Discreto ou exagerado, o ciúme é sempre limitador. Por Regina Navarro Lins
A maioria das pessoas que respondeu à enquete da semana acredita que o parceiro deve saber do nosso ciúme.
“Ainda estamos começando a aprender a evitar o ciúme. O ciúme é o corpo estranho que nos ameaça constantemente. Foi o desejo de possuir — inevitável, talvez, enquanto a propriedade dominou todas as relações — q tornou os amantes tão inseguros, com medo da perda.”, diz o historiador inglês Theodore Zeldin.
Muitos resolvem bem as questões práticas da vida, mas não conseguem ficar sozinhas. Só estão bem ao lado da pessoa amada. Reeditando a mesma forma primária de vínculo com a mãe, o antigo medo infantil de ser abandonado reaparece.
Se o amor é a solução de todos os problemas e se o convívio amoroso é a única forma de atenuar o desamparo, a pessoa amada se torna imprescindível. Não se pode correr o risco de perdê-la. O controle, a possessividade e o ciúme passam, então, a fazer parte do amor.
A relação amorosa entre homens e mulheres sempre foi prejudicada pelo ciúme. Inicialmente o ciúme do homem estava ligado ao medo de falsificação da descendência — dar seu nome e criar um filho que não fosse seu. Esse temor serviu como justificativa para a violência extrema que as mulheres sofreram nas sociedades patriarcais. Cabia-lhes exclusivamente ser virtuosas e obedientes.
A revolução sexual dos anos 60 irrompeu no mundo ocidental trazendo a separação definitiva entre sexo e reprodução e, consequentemente, a igualdade de condições entre homens e mulheres nessa área, além do fim do tabu da virgindade.
No entanto, com toda essa liberação e ao contrário do que se poderia supor, o homem continuou ciumento e a mulher passou a expressar essa emoção na mesma intensidade que ele.
Quando a pessoa consegue elaborar bem a dependência infantil e também se libertar da submissão aos valores morais, se percebe menos ciumenta. Caso contrário, é difícil ter autonomia suficiente e podem reaparecer as antigas inseguranças.
O ciúme envolve uma espécie de ansiedade de abandono. Para superar os crescentes sentimentos de impotência, o ciumento se esforça por sufocar o outro. Seus interrogatórios e pedidos de garantia de fidelidade fazem parte das tentativas de controle.
O professor de Filosofia e escritor, Luiz Alfredo Garcia-Roza elabora uma reflexão interessante: “O ciúme é um produto da opacidade do outro. O outro é sempre opaco pra nós. Eu não tenho a menor ideia do que você está pensando de mim nesse momento, e vice-versa. Em suma: você não tem acesso à minha subjetividade, nem eu à sua. A relação entre dois seres é marcada pela ausência de garantia. Por maior que seja a prova de amor dada, ela pode não ser verdadeira. Essa possibilidade de falsear é que é a mola do ciúme. Ciúme é a contrapartida da ausência de garantia.”

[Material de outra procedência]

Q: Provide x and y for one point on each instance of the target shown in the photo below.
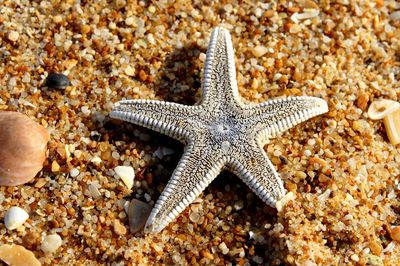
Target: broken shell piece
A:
(23, 148)
(15, 217)
(18, 255)
(127, 174)
(138, 212)
(390, 112)
(280, 205)
(51, 243)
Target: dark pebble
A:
(57, 81)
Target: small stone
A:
(152, 9)
(374, 260)
(85, 29)
(130, 71)
(138, 212)
(94, 191)
(375, 247)
(224, 249)
(51, 243)
(57, 19)
(284, 200)
(194, 217)
(13, 36)
(259, 50)
(15, 217)
(57, 81)
(238, 205)
(23, 150)
(18, 255)
(119, 228)
(127, 175)
(395, 233)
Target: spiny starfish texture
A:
(221, 132)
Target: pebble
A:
(15, 217)
(17, 255)
(127, 175)
(74, 172)
(259, 50)
(23, 151)
(13, 36)
(55, 167)
(138, 212)
(224, 249)
(57, 81)
(119, 228)
(395, 233)
(51, 243)
(130, 71)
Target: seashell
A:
(23, 151)
(127, 175)
(51, 243)
(18, 255)
(15, 217)
(390, 112)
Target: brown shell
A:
(23, 145)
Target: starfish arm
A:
(275, 116)
(195, 171)
(219, 77)
(171, 119)
(255, 169)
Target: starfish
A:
(220, 132)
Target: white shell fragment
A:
(390, 112)
(379, 109)
(15, 217)
(51, 243)
(280, 204)
(127, 175)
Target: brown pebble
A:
(375, 247)
(24, 145)
(142, 75)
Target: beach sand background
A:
(340, 166)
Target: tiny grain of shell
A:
(127, 175)
(17, 255)
(138, 212)
(15, 217)
(57, 81)
(390, 112)
(23, 151)
(51, 243)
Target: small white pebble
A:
(127, 175)
(51, 243)
(13, 36)
(15, 217)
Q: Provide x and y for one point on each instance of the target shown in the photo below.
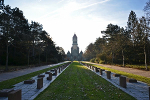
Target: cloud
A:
(71, 7)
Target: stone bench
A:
(41, 75)
(108, 74)
(47, 72)
(59, 70)
(131, 80)
(116, 75)
(50, 76)
(123, 81)
(15, 95)
(101, 71)
(29, 81)
(5, 92)
(40, 83)
(52, 70)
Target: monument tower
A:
(75, 55)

O ciúme, independente da forma como se apresente — discreto ou exagerado — é sempre tirano e limitador. Não só para quem ele é dirigido, mas também para quem o sente.
Acredito que para uma relação a dois valer a pena, alguns fatores primordiais: Total respeito ao outro e ao seu jeito de ser, suas ideias e suas escolhas. Nenhuma possessividade ou manifestação de ciúme que possa limitar a vida do parceiro.